Key nutrients of concern for adolescents include calcium, vitamin D, iron, zinc, and vitamin B12.

Are there health conditions people should be extra careful about when switching to become a vegan, such as protein deficiencies?

Most health conditions are preventable, with proper planning and monitoring of specific nutrients. Plant protein can meet protein requirements when a variety of plant foods are consumed and energy needs are met. Research indicates that an assortment of plant foods eaten over the course of a day can provide all essential amino acids. Typical protein intake of vegans appears to meet and exceed requirements.

Vitamin B12 deficiency is a potential problem for vegans, so that the use of vitamin B12-fortified foods or supplements are essential.
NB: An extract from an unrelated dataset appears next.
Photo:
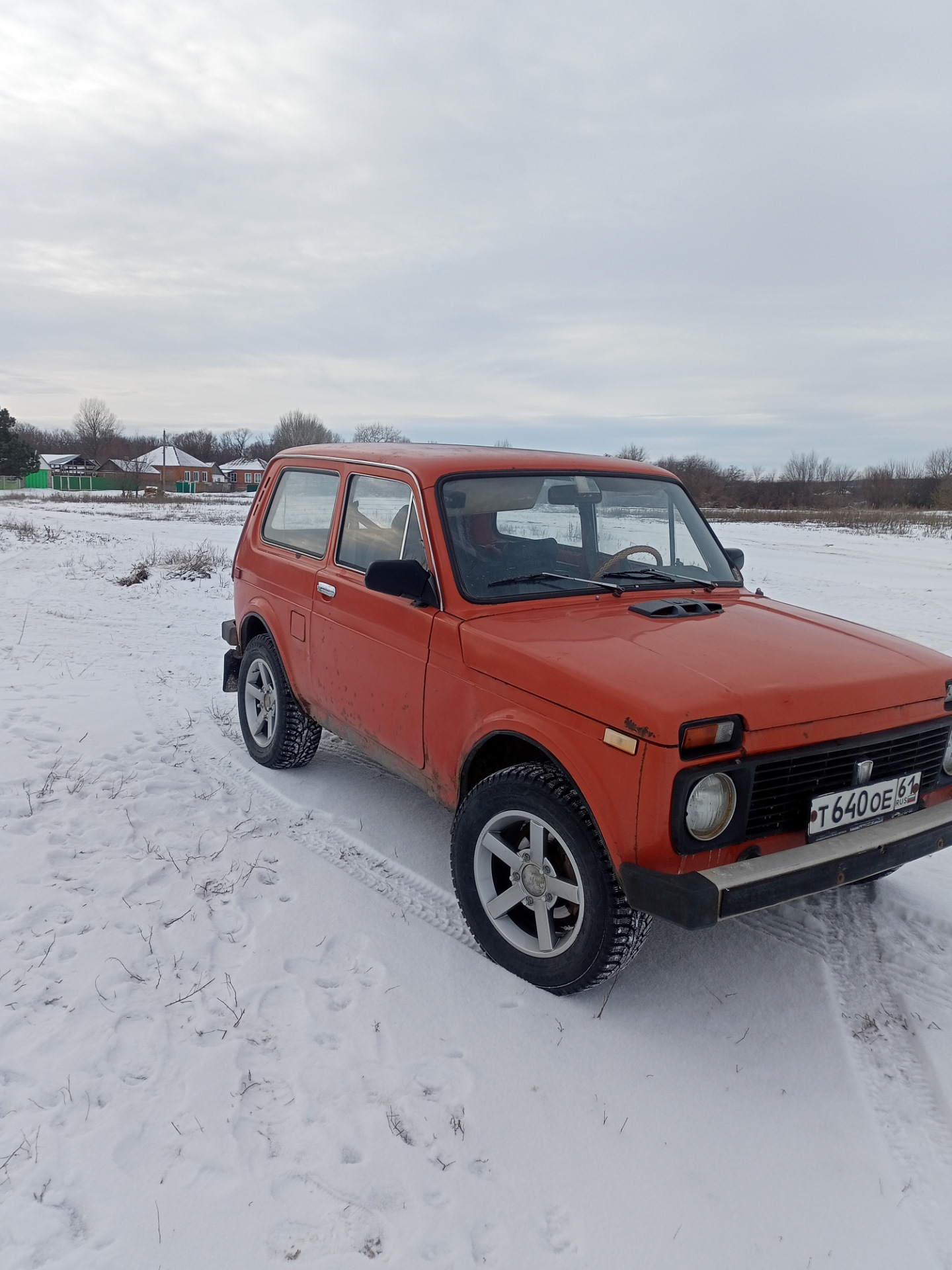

Their diet does not regularly consume reliable sources of vitamin B12, like lacto-ovo-vegetarians who get it from dairy and eggs. Vitamin B12 deficiencies can cause neurological problems. Vitamin B12 deficiencies are stated to be more linked to improper absorption rather than low consumption of vitamin B12.

Vegans tend to have lower blood levels of EPA and DHA (omega 3 fatty acids), which are important for heart, brain and eye health. These can be supplemented or fortified in foods and should be regularly consumed.

Vegans generally have an adequate iron intake and do not experience anemia more frequently than others. However, vegetarians and vegans are recommended to intake 1.8 times more iron daily. This has to do with the "bioavailability" of the iron in meats being a more absorbable form in our bodies.